Tuesday March 4 2003 at 17:02 GMT

Sony Ericsson have unveiled their T68 replacement, the T610. It looks like an incredible piece of equipment - 65k colours, nice screen, polyphonic tones, camera, Bluetooth, good looking OS... I really think SonyEricsson *get it*.

The T68 is the second greatest phone I've ever used (got to protect my P800 investment ;-). The software upgrades that came out for the T68 were phenomenal - they took it from a 'nice little phone' to a master piece of equipment - adding MMS, a completely new OS and improving on the synchronisation. All for free! It is the only phone I have not had to have replace during the course of a year, due to faults, so it seems they have product quality sorted as well.

I can't wait to see this phone in the *aluminium*. De la.

Obligatory Slashdot coverage here.

Tuesday March 4 2003 at 14:20 GMT

Last night I completely overhauled the picture posting method I was using, and rewrote it all nicely, posting the information to a database instead of updating a file. The new output is here. Tonight's task is to get the associated text in the email to upload too.

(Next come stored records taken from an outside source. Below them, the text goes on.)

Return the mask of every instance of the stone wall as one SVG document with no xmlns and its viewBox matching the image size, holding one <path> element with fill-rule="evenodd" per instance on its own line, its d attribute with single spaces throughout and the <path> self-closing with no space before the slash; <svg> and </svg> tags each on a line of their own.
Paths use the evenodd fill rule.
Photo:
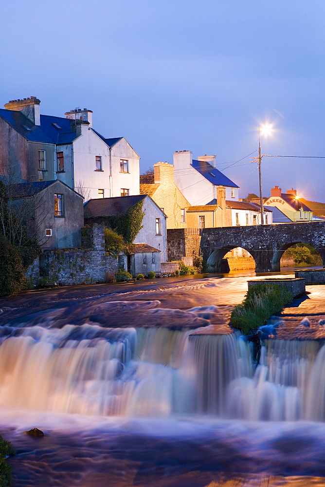
<svg viewBox="0 0 325 487">
<path fill-rule="evenodd" d="M 118 260 L 105 252 L 104 227 L 95 224 L 82 229 L 84 242 L 91 247 L 43 250 L 26 275 L 34 286 L 105 282 L 107 274 L 118 270 Z"/>
</svg>

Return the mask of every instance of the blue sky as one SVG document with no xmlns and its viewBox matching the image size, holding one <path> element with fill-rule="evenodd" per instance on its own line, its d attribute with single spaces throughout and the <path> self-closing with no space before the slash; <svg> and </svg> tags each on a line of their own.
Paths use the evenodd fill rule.
<svg viewBox="0 0 325 487">
<path fill-rule="evenodd" d="M 87 107 L 142 170 L 175 150 L 215 154 L 240 197 L 257 193 L 257 152 L 246 156 L 266 122 L 263 154 L 325 156 L 323 0 L 11 0 L 1 14 L 1 105 Z M 263 194 L 325 202 L 324 164 L 265 157 Z"/>
</svg>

Monday March 3 2003 at 16:38 GMT

Today's date is cool, especially considering Three, That's the Magic Number (as De La Soul told us).

Over the weekend, Gerard was in London. He managed to pop along to the Three store in Kensingston, and took a few pictures comparing his Nokia 7210 to the huge beasts. His report was that the phones are big and clunky, and the OS looks pretty poor - a million miles away from the good looks of a P800! Looks like I'll be staying GSM for a while - at least until Sony Ericsson release the Z1010. Waiting, always waiting!

Three was officially open for business today - read more here. It looks like they will have a pretty tough job on their hands. Hopefully they can triumph.

Monday March 3 2003 at 03:38 GMT

Read the first post on this site. This is just crazy!

Monday March 3 2003 at 03:06 GMT

My photoblogging idea is now finally taking some real shape. You can see the latest pictures here. Yes, it is very rough and ready, but the fact that I can now extract an image from a mail from my phone is a great step forward. My T68 just wasn't ever happy doing that... I will update here as the project progresses!